CALGARY, Canada--(BUSINESS WIRE)--CEC North Star Energy Ltd or “CEC North Star” (“the Corporation”), A Calgary based private Heavy Oil Company, with major resources in the Peace River area of northern Alberta has updated the findings of its geological analysis continuing to de risk the project. The technical report, with other reviews and presentations can be found on the following company website link: http://www.cecnorthstar.com.
The Corporation purchased additional third party trade seismic which after reprocessing and analysis continues to support the existence of the Bluesky channel on North Star lands. The recent analysis of cuttings and cores from wells drilled through the zones has shown the presence of oil, good porosity in both the Bluesky and Elkton formations. Based on this seismic, 4 well locations were surveyed recently and the licencing process will be initiated in the next few weeks with an expected completion prior to break up. Upon completing the coring program for the winter of 2012/2013, followed up with lab analysis and simulations – the results will be used for the applications for the next stage of development which the Corporation will apply the appropriate technologies(s) which may include the CSS/SAGD 2-4 well pilot type of development typically of the 1200 to 5000 bbl/d size and/or immediately move to the primary production models.
This work is being conducted in conjunction with its Joint Venture Partner Tamm Oil and Gas Corporation (TAMO) who has entered into an agreement to vend into the Corporation substantial additional oil sand leases adjacent to North Star’s core leases.
About CEC North Star
CEC North Star Energy Ltd is a non-public Calgary based Energy Corporation with a substantial oilsands lease holding in the Peace River block of north western Alberta Canada.
CEC North Star has acquired sixty-one (61) sections respectively 39,040 acres of leaseholds with a prospective resource of 873 MM bbl (Best Estimate) PIIP in the Elkton Debolt formations based on a 25 section independent analysis. The same independent petroleum engineering firm conducted a feasibility study 139 Mil (NPV @ 10% fully risked) based on a typical four sections development of the Elkton/Debolt. In addition the property is prospective for Bluesky/Gething oil sands formations which may lead to early primary production development similar to other projects in the Peace River Block offering significant production potential.
CEC North Star has entered into joint venture on adjoining properties consisting of 23 sections or 14,720 acres which may increase PIIP (Petroleum Initially in Place) to in excess of three (3) billion barrels.

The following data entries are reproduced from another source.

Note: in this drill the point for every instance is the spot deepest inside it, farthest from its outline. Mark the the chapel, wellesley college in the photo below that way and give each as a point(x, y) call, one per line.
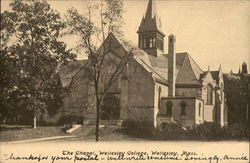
point(160, 86)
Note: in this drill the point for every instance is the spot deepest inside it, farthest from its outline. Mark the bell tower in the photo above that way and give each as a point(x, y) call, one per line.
point(150, 35)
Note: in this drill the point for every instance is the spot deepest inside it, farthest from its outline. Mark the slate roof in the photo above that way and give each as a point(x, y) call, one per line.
point(188, 73)
point(215, 75)
point(187, 70)
point(151, 21)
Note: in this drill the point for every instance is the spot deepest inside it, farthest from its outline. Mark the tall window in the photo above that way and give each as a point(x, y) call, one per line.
point(199, 109)
point(209, 94)
point(169, 108)
point(183, 108)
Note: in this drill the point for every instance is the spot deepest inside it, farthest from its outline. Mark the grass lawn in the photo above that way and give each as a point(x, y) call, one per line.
point(106, 134)
point(13, 133)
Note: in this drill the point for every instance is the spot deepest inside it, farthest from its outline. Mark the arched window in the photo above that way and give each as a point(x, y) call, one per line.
point(183, 108)
point(169, 108)
point(209, 94)
point(199, 109)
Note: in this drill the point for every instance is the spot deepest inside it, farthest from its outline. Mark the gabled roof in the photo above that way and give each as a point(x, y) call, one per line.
point(187, 70)
point(151, 21)
point(215, 75)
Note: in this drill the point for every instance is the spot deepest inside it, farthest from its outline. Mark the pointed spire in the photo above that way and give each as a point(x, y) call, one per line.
point(151, 21)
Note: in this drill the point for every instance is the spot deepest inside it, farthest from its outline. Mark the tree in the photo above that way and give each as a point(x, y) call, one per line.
point(93, 33)
point(32, 54)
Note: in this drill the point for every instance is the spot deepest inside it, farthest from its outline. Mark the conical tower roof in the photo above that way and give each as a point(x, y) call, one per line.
point(151, 21)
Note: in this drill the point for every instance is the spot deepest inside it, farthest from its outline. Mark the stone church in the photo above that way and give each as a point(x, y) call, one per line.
point(158, 85)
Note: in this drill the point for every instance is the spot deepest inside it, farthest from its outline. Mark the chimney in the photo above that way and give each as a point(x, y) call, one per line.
point(171, 65)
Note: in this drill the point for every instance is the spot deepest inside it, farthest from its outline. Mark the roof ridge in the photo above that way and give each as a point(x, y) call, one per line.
point(194, 62)
point(153, 70)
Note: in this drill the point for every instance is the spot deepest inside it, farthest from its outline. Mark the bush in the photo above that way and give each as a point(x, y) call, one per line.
point(138, 128)
point(71, 119)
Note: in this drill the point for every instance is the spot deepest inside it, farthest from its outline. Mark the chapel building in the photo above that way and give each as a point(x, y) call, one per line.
point(158, 85)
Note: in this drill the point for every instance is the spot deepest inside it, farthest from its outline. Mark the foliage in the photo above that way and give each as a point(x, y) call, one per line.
point(71, 119)
point(92, 36)
point(31, 54)
point(138, 128)
point(237, 97)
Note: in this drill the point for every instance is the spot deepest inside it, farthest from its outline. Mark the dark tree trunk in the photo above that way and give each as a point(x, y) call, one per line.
point(34, 118)
point(97, 133)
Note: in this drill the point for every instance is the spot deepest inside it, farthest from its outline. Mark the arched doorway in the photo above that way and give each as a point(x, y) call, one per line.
point(110, 109)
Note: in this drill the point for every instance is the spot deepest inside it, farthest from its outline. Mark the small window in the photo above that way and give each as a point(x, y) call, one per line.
point(183, 108)
point(169, 108)
point(209, 94)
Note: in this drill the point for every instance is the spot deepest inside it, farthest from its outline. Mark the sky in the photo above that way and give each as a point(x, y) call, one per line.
point(213, 32)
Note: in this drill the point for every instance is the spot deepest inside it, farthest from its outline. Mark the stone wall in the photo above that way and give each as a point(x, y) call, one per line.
point(191, 116)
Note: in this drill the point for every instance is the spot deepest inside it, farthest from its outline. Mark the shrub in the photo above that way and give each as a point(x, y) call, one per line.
point(71, 119)
point(138, 128)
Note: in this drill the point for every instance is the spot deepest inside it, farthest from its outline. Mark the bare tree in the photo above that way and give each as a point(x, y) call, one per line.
point(93, 34)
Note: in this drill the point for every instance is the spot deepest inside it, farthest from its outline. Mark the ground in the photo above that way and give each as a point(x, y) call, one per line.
point(17, 133)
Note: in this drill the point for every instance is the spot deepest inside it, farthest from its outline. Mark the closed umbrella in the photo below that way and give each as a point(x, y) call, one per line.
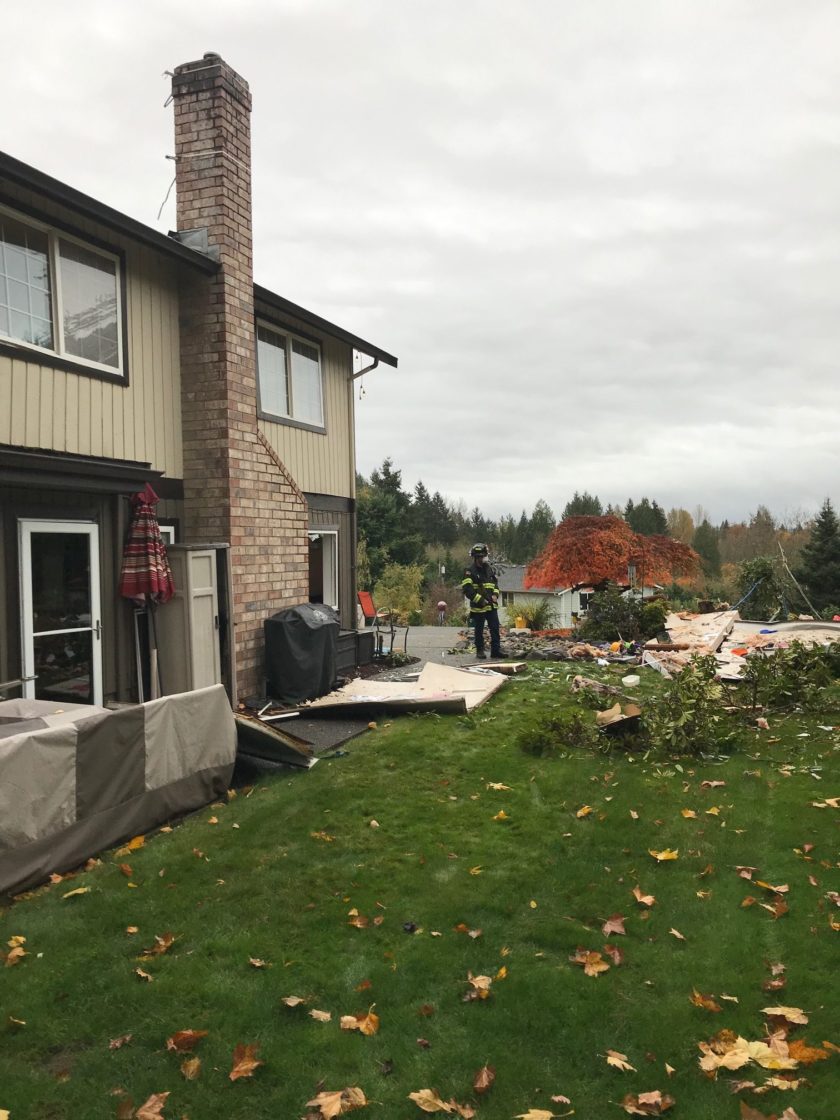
point(146, 577)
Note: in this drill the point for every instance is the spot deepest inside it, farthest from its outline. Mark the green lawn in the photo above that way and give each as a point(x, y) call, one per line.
point(286, 867)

CEC North Star goals of ultimately 100,000 bbl/d of bitumen from these lands and objectives are to create value by developing these oilsands properties using scalable project development targeting multiple 5-10,000 bbl/d facilities with stakeholder involvement at every stage – Environment, Occupational Health and Safety are of paramount concern. Use of known technologies while remaining flexible to adopt new processes to maximize recovery of oil in place while reducing operating costs to the targeted sub $20/bbl and a relatively quick development schedule and lower capital costs compared to other oilsand projects resulting in maximum return on capital invested and quicker shareholder returns.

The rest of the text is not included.